We leave the podcast none-the-wiser over how the hosts would have approached this major international policy shift, but well aware that Osborne is still bitter about the referendum.

Or take another example. Earlier in the podcast, Osborne reports on the spat between former Prime Minister Liz Truss and former Bank of England governor Mark Carney. Carney said this week that though Brexiteers had “tried to create Singapore on the Thames, the Truss government instead delivered Argentina on the Channel.” Truss responded that criticism from the likes of Carney came in part because he and other central bankers didn’t want to admit their own culpability for recent failures.

Cue a flurry of well-rehearsed Balls and Osborne complaints about how Truss was wrong to dub so many institutions as a left-wing establishment, wrong to “attack” the Bank of England during her leadership campaign, and wrong to sideline the OBR before her ill-fated mini-budget. And yes: Truss made big mistakes around the scale of borrowing and in not having the OBR do a forecast alongside her tax and spending plans. She definitely overstates how much the OBR and BoE, as opposed to the bond markets, proved the binding constraint on her agenda.

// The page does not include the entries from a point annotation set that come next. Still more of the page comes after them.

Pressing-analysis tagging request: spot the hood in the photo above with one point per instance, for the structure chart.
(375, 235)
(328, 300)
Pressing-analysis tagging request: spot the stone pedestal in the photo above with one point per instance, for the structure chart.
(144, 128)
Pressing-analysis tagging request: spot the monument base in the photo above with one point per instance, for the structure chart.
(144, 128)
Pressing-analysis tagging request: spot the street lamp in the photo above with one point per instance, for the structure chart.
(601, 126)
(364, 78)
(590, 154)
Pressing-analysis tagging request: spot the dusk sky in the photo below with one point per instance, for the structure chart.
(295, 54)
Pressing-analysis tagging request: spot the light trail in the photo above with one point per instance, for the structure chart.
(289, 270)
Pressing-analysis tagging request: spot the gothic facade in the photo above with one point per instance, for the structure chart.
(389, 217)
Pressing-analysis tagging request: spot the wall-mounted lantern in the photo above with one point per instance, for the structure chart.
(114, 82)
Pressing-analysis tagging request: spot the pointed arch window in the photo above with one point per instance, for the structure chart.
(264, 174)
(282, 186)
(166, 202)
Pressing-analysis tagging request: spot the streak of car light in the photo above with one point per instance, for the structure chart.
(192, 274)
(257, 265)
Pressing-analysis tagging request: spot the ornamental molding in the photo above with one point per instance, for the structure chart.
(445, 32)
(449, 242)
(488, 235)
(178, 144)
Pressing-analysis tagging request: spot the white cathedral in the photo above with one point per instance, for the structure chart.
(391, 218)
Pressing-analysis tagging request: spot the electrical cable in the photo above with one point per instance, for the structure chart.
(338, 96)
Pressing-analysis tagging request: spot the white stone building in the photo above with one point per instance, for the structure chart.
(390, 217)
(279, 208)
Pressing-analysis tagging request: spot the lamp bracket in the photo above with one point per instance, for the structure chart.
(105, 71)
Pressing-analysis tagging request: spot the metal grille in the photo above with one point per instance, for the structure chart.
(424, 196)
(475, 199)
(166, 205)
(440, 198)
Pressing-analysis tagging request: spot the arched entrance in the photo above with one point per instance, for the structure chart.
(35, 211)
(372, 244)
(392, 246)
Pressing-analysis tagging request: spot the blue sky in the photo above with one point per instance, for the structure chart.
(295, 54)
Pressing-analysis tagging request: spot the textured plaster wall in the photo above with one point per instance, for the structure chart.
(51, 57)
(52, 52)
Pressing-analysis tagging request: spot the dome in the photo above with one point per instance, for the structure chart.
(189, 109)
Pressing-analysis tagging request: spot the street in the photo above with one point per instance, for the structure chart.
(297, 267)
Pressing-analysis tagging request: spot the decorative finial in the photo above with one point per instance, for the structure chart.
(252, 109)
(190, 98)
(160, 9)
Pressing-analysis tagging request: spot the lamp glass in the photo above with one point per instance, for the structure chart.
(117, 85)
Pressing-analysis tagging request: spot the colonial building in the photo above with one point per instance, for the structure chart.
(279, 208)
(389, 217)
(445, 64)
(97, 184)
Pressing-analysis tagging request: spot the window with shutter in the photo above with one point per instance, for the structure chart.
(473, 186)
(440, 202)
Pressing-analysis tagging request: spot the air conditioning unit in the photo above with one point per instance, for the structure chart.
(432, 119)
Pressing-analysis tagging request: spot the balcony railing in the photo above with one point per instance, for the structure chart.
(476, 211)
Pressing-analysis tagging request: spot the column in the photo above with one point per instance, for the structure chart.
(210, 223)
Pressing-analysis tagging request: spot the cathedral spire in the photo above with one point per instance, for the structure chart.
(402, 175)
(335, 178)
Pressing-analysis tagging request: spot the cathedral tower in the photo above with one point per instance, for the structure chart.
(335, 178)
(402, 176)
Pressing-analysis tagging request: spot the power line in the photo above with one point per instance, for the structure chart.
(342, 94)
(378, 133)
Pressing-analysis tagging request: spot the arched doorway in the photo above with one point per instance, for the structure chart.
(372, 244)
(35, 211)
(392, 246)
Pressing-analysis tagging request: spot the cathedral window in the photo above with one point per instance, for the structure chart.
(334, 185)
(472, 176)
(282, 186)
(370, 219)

But do you know what Balls and Osborne didn’t address in this discussion? Whether Truss had a point that the independent Bank of England was culpable for the surge in inflation and for ailing to spot the LDI crisis.

The Bank of England is an inflation-targeting central bank, let’s not forget, and its target is 2 percent annual inflation. Inflation peaked at 11.1 percent last October. Are politicians not allowed to have a view on how well the MPC is doing its job? Truss’s original criticism of the Bank of England, remember, is that they had created too much money, imposing unnecessary pain on households through higher inflation. She was saying this week that politicians get scrutinized for their actions (as she has), but that central bankers seemed to have skirted evaluation for their own records. Do Osborne and Balls actually disagree?

Now maybe both Balls and Osborne subscribe to the view that the loose money during the pandemic was a worthwhile bet to encourage a strong recovery and that, contra its inflation target, the BoE was also correct to “look through” the supply-shocks of 2021–22 and allow inflation to rise hugely above target. But do they actually think the Bank knowingly “allowed” inflation? Or do they think that the MPC simply misjudged their original monetary stimulus relative to the productive capacity of the economy? Again, the hosts leave us in the dark about their own views.

The absence of their thoughts gives every impression that both hold an anodyne view that sees the complete independence of institutions like the Bank as ensuring they are the sheer pinnacle of effectiveness. Where does this come from? Perhaps after the Bank kept inflation so well anchored between 1997 and 2021, Balls and Osborne just can’t compute that the recent surge might be, in part, the Bank’s fault. But we don’t know, because this podcast focuses on pushing back politically against Truss, rather than exploring her argument more deeply.

That, really, is my complaint about this show so far. It has the potential to be extremely enlightening — much more so than other political podcasts. But at times it currently serves to highlight the narrow range of acceptable wisdom about economics in Westminster, and seems more interested in settling new and old scores than exploring the economics.